Ein Beispiel von vielen: Die Berichterstattung über Shani Louk. Die Deutsch-Israelin besuchte am 7. Oktober 2023 das von Kämpfern der Hamas und anderer militanter palästinensischer Gruppen überfallene Supernova-Festival und galt seitdem als verschollen. Am 17. Mai 2024 meldete die israelische Armee, Louks Leiche in einem Tunnel im Gazastreifen gefunden zu haben. Bis heute ist die junge Frau Gegenstand riesiger medialer Aufmerksamkeit. Allein über Shani Louk und ihre Familie erschienen in deutschen Medien bis heute mehr Porträts und Reportagen als über alle palästinensischen Todesopfer zusammen.

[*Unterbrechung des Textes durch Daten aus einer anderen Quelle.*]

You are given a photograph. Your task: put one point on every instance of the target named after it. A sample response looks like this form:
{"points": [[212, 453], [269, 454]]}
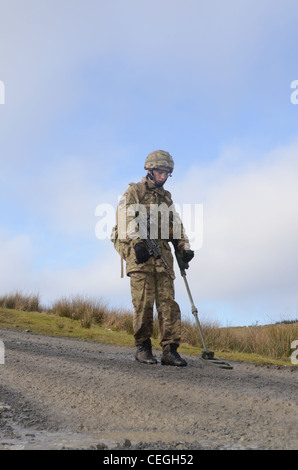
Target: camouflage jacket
{"points": [[148, 195]]}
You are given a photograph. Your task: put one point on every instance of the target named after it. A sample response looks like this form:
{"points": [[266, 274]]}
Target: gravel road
{"points": [[58, 393]]}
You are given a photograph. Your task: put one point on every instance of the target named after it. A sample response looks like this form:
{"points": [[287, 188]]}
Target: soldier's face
{"points": [[161, 174]]}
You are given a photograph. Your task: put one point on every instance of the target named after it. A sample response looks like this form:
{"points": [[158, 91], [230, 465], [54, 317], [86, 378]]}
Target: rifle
{"points": [[151, 244]]}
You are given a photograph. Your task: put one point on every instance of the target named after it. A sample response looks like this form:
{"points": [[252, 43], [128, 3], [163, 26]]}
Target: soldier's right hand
{"points": [[142, 253]]}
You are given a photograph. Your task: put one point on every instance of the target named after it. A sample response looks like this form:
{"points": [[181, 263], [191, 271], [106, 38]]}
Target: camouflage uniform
{"points": [[152, 281]]}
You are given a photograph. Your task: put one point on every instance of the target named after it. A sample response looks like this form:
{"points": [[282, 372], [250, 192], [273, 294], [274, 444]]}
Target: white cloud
{"points": [[249, 253]]}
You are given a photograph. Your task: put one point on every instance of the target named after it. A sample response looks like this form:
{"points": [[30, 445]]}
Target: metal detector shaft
{"points": [[206, 356], [194, 309]]}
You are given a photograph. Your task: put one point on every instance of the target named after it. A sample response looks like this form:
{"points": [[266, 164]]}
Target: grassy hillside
{"points": [[91, 319]]}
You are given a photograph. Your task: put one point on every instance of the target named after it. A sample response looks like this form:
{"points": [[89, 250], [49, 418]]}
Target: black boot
{"points": [[170, 356], [144, 353]]}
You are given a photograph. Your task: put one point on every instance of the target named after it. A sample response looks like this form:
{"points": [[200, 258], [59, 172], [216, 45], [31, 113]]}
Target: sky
{"points": [[89, 88]]}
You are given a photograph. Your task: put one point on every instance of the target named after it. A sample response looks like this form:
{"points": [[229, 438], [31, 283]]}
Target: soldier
{"points": [[151, 279]]}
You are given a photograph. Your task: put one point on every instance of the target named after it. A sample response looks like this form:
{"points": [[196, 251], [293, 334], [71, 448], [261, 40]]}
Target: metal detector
{"points": [[206, 356]]}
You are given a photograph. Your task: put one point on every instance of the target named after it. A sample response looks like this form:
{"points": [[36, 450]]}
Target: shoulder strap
{"points": [[139, 189]]}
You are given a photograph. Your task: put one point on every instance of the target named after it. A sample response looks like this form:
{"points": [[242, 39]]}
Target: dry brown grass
{"points": [[272, 341]]}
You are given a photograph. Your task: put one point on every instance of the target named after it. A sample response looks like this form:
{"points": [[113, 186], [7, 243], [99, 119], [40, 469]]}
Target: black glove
{"points": [[184, 258], [187, 256], [142, 254]]}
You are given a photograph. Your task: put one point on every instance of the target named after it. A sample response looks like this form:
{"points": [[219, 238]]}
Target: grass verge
{"points": [[116, 329]]}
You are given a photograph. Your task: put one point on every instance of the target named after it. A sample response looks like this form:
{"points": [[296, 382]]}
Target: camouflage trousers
{"points": [[147, 288]]}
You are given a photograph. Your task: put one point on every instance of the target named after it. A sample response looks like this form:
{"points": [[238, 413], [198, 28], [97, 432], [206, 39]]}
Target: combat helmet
{"points": [[159, 158]]}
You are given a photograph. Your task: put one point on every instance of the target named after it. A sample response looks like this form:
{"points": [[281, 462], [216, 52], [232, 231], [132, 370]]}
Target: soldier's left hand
{"points": [[187, 255]]}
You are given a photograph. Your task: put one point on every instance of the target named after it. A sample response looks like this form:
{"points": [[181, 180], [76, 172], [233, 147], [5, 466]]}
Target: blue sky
{"points": [[92, 87]]}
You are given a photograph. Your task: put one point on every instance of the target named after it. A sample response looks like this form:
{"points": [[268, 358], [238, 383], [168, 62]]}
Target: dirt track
{"points": [[63, 393]]}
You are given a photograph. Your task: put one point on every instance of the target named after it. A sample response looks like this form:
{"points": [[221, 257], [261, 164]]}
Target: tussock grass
{"points": [[20, 301], [269, 341]]}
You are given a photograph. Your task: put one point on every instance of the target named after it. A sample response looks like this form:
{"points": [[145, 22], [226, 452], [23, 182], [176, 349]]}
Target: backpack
{"points": [[139, 189]]}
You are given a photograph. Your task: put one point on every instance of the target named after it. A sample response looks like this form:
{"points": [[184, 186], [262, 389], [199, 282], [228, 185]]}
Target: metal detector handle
{"points": [[194, 309]]}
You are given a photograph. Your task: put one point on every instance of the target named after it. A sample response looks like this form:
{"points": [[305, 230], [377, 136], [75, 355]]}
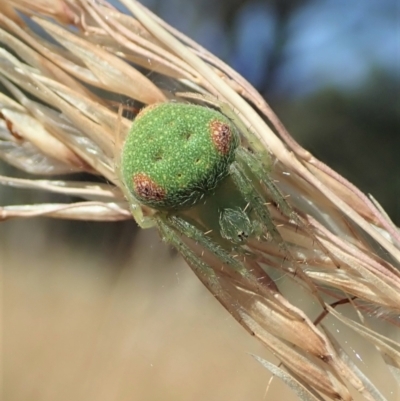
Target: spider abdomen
{"points": [[175, 154]]}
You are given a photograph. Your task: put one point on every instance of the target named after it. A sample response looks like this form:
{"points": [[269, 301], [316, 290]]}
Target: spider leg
{"points": [[190, 231], [257, 167], [202, 269], [244, 181], [251, 194]]}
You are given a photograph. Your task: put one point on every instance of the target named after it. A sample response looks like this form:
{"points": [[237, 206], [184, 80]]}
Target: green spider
{"points": [[186, 171]]}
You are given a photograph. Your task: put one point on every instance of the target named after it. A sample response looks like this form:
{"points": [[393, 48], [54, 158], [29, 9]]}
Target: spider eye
{"points": [[189, 154]]}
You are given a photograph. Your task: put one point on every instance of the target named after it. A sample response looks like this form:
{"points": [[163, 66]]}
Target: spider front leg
{"points": [[252, 195], [206, 243], [258, 168], [202, 269]]}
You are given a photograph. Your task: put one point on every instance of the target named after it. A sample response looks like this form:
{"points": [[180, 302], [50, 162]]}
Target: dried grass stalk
{"points": [[60, 113]]}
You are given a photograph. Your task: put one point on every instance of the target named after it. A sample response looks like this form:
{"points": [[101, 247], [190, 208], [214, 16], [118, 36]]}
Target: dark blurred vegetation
{"points": [[330, 70]]}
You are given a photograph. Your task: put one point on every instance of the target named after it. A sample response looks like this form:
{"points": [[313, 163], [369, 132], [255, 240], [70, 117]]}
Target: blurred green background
{"points": [[96, 311]]}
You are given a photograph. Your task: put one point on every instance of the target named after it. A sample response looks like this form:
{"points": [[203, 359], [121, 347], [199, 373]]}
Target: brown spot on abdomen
{"points": [[147, 189], [221, 136]]}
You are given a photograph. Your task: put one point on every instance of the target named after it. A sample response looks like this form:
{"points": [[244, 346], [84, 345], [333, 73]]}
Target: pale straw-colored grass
{"points": [[68, 65]]}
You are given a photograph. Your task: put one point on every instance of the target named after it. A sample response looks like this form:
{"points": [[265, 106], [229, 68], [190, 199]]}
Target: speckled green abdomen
{"points": [[176, 153]]}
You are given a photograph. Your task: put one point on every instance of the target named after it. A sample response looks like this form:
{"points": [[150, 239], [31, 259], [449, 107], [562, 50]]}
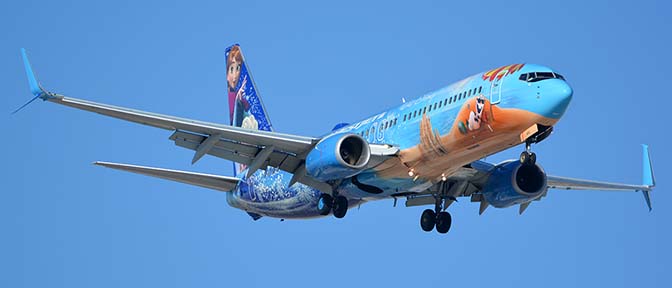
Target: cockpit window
{"points": [[539, 76]]}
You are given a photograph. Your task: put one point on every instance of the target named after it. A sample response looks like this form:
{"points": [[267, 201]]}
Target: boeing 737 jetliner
{"points": [[426, 150]]}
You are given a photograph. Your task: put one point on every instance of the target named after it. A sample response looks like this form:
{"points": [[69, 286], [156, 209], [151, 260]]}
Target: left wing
{"points": [[216, 182], [648, 184]]}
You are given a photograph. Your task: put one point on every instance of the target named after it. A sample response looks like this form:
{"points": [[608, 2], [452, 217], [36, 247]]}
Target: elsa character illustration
{"points": [[475, 119], [239, 106]]}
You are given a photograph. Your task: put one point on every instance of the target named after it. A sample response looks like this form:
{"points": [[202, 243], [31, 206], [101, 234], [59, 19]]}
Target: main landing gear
{"points": [[528, 157], [338, 205], [437, 217]]}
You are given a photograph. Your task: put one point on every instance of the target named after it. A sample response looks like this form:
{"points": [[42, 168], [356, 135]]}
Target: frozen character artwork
{"points": [[476, 117], [239, 105]]}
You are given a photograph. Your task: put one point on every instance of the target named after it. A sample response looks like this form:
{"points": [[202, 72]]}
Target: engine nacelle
{"points": [[338, 156], [512, 183]]}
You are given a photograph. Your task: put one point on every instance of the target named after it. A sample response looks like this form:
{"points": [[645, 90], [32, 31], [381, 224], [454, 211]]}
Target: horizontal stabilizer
{"points": [[216, 182]]}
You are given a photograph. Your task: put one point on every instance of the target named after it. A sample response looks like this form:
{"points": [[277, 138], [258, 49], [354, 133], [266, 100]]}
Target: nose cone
{"points": [[557, 96]]}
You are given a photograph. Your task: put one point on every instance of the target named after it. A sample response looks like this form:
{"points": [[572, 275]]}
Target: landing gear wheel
{"points": [[427, 220], [324, 204], [443, 222], [340, 206], [528, 158]]}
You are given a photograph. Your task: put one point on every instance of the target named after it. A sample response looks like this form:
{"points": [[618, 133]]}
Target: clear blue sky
{"points": [[66, 223]]}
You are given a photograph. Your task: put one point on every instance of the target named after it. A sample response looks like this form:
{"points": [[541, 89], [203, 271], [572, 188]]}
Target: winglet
{"points": [[647, 174], [35, 87]]}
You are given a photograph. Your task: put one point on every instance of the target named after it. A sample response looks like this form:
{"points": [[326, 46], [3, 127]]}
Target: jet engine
{"points": [[338, 156], [512, 183]]}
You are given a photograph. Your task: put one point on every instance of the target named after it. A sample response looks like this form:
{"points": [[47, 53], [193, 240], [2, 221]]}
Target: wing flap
{"points": [[216, 182], [284, 142]]}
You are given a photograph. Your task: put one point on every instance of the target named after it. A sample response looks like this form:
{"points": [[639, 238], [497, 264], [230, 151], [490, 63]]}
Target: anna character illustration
{"points": [[476, 117], [239, 105]]}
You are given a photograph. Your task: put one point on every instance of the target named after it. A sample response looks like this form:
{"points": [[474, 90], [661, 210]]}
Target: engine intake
{"points": [[338, 156], [512, 183]]}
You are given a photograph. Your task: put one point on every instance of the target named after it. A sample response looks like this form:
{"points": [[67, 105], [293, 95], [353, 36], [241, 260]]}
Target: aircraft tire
{"points": [[443, 222], [428, 220], [324, 204], [340, 206]]}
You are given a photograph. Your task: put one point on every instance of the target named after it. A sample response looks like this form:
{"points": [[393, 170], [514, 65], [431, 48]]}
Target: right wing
{"points": [[254, 148]]}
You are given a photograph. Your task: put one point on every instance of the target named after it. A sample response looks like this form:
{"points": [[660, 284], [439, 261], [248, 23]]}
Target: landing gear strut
{"points": [[528, 157], [437, 217], [338, 205]]}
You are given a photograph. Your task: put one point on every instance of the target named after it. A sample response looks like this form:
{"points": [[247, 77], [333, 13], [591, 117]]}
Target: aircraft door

Man mag argumentieren, dass Shani Louks deutsche Herkunft, sie für deutsche Medien besonders interessant macht. Das stimmt. Aber müsste das dann in ähnlicher Weise auch für die Familie Abujadallah gelten? Die sechsköpfige Familie aus Dortmund befand sich zu einem Familienbesuch in Gaza als eine Bombe der israelischen Armee in ihr Wohnhaus einschlug und Mann, Frau und die vier Kinder tötete. Sowohl Shani Louk als auch die Abujadallahs hatten deutsche Pässe. Dennoch könnte die mediale Aufmerksamkeit unterschiedlicher nicht sein: In den zehn auflagenstärksten deutschen Zeitungen wurde die deutsch-israelische Shani Louk im vergangenen Jahr in über 200 Beiträgen erwähnt. Der deutschen-palästinensischen Familie Abujadallah widmeten deutsche Redaktionen insgesamt drei Beiträge – alle gingen auf eine einzelne Redakteurin der Süddeutschen Zeitung zurück.